本部(HQ)よりローニン。作戦開始です。出撃してください!』


「了解。出撃だ、紳士淑女の諸君!」


 バーロウ大佐が指揮する空中機動部隊は大規模で1個連隊以上の規模だ。


 空挺戦車やアーマードスーツを含めた重装空中機動部隊であり、ハミングバード汎用輸送機の他にバルチャー攻撃機やフサリア無人攻撃機などの上空援護機を有する。


 それらが一斉にフォー・ホースメンの基地を飛び立った。


「全員現地の映像を確認しておけ。
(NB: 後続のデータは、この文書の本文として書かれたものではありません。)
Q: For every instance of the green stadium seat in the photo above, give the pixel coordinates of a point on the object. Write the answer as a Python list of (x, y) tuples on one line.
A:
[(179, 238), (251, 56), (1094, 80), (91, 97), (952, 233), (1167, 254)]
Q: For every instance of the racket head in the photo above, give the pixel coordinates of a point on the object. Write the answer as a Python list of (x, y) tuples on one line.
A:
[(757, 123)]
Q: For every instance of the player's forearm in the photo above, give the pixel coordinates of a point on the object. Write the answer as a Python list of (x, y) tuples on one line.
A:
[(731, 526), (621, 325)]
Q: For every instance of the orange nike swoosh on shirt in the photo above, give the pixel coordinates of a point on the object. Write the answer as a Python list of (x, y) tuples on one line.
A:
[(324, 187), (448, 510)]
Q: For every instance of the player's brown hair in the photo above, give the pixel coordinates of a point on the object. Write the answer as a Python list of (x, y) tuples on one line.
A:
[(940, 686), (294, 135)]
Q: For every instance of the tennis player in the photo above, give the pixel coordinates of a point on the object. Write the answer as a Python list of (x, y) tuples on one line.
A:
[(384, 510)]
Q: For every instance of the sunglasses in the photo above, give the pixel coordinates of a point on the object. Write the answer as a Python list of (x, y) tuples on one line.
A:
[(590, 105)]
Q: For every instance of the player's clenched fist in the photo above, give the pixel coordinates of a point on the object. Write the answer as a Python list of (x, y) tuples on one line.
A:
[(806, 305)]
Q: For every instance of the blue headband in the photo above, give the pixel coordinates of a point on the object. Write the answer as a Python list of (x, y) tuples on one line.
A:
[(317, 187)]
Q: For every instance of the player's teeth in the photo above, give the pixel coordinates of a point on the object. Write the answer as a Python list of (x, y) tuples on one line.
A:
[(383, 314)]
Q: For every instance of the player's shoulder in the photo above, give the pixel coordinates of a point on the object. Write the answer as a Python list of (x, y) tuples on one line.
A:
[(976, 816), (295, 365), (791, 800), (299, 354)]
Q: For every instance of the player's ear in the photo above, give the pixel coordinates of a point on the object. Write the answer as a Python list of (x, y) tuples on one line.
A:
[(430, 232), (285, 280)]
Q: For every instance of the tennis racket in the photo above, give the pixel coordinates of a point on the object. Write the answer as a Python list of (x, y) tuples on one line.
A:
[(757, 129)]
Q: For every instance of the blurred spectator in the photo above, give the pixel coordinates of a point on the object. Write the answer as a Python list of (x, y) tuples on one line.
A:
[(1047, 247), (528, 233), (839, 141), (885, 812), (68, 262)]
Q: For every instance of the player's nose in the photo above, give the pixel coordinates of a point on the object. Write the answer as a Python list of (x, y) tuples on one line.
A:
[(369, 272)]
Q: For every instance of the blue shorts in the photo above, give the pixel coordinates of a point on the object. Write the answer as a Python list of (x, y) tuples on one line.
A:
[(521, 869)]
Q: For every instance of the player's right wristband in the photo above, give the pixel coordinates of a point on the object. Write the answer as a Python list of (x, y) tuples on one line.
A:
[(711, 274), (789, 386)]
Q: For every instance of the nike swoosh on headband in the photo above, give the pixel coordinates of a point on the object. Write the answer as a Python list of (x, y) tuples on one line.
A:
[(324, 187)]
偵察衛星とドローンの両方から映像が来ている」


 フォー・ホースメンはサマエルの力を借りて偵察衛星の乗っ取りを行っており、偵察衛星の情報すらも今は握っていた。


『ガンマン・ゼロ・ワンより各部隊へ。敵防空網破壊(DEAD)を開始する』


 そして、やはりエコー・デルタ・ワン空軍基地を防衛している防空コンプレックスへの攻撃を実施。スタンドオフ攻撃と小型ドローンによる飽和攻撃が行われ、ゲヘナ軍政府の防空コンプレックスが制圧されて行く。


「乗り込むぞ! ぶちかませ!」


「了解!」


 そして、ついにバーロウ大佐が指揮する空中機動部隊がエコー・デルタ・ワン空軍基地に向けて乗り込んだ。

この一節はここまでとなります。